SBI Equity Hybrid Fund
SBI equity hybrid funds provide the opportunity for long-term capital appreciation. This scheme invests in a versatile portfolio of stocks. It’s an aggressive hybrid mutual fund scheme. SBI launched this fund scheme nine years ago in 2013. The growth rate is ₹48,794 crores worth of assets. The expense ratio of this fund is 0.86%. 21.14% is the return of last year. The average annual return is 16.04%. This fund doubles your invested money in 5 years. Moreover, this fund can control the loss even if the market falls.
Mirae Asset Hybrid Equity Fund
This fund came into existence for six years in 2015. The growth rate of this fund is ₹6,450 crores worth of assets. The expense ratio of this fund is 0.37%. The return rate of this fund is 21.71% from last year. Its average annual return is 15.00%. This fund can double your invested money in 2 years.
Benefits Of A Lump-Sum Investment
You can invest a considerable amount in Mutual funds. So, as a result, when there is a growth period in the market, investment value also increases.
Long Term Investment Plan
A lump-sum investment is ideal for those who are interested in long-term investment. In lump sum investment, long-term investment can be an investment tenure of 10 years. However, with a lump-sum investment in a debt fund, you can also invest for medium-term tenure.
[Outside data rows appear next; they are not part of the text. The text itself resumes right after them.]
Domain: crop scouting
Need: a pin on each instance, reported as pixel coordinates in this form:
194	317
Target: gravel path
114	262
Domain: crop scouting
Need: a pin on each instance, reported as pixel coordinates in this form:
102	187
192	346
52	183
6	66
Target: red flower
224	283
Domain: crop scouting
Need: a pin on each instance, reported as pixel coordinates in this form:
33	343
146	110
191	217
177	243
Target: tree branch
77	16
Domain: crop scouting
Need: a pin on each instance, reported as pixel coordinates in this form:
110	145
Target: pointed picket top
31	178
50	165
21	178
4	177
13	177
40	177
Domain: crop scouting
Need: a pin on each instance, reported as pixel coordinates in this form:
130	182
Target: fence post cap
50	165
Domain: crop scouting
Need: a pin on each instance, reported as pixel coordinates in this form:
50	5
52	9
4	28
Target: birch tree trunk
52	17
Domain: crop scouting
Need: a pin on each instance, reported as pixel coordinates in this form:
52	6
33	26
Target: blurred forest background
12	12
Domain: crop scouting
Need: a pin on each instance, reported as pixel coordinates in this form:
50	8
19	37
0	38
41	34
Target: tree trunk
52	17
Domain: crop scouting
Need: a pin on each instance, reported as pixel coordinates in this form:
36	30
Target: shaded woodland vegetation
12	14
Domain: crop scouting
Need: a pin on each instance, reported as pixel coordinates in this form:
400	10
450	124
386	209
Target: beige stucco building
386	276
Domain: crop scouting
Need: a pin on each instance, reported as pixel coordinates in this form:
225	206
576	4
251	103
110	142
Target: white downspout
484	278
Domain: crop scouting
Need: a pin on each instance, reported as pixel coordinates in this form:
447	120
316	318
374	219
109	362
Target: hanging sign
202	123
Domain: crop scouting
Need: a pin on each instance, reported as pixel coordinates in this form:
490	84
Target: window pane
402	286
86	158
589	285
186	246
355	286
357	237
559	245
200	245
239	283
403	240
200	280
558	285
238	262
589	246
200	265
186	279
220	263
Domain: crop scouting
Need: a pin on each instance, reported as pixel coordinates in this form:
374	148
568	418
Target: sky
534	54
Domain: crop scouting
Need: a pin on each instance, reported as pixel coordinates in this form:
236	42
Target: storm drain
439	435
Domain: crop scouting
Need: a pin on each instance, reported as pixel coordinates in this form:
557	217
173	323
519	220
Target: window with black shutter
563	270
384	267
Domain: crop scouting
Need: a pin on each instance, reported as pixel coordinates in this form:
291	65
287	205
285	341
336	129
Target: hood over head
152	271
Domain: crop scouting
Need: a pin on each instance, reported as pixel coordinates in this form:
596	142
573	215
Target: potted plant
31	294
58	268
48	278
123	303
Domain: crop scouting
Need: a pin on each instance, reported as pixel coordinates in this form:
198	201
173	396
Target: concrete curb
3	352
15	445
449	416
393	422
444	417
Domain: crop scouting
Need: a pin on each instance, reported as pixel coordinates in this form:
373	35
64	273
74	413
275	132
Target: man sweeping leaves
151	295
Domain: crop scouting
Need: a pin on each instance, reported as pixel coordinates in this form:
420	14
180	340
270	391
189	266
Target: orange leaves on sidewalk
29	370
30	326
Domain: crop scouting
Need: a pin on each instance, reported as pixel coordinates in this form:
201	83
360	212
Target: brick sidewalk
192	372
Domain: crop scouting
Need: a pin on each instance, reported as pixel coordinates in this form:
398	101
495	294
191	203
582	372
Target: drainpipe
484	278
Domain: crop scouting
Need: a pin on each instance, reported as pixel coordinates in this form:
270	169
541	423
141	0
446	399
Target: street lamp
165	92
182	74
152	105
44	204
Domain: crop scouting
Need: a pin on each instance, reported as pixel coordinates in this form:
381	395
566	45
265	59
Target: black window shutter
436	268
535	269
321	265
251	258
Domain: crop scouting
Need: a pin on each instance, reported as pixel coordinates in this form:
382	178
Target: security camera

In lump sum investment, individuals with a large investment can spread their investment. However, suppose the investment is through SIP. In that case, you have to be careful because the amount is invested at regular intervals.
Invest According To Market Timing
You should always research the market before making a long-term investment. It is better to invest at a time when the market shows growth potential because individuals can gain high returns through lump-sum investment. However, if you invest in lump sum investment when the market is already at its peak, you might end up with a loss in this case.
Investment Of Considerable Amount
You can invest a considerable amount in mutual funds. So, when the market shows the growth rate, the investment value in the lump sum investment also increases compared to the value of SIP investment.
In Lump-sum mutual fund investment, investors experience a high-risk tolerance and a considerable amount for investment. However, you should reconsider if there is fluctuation in the market.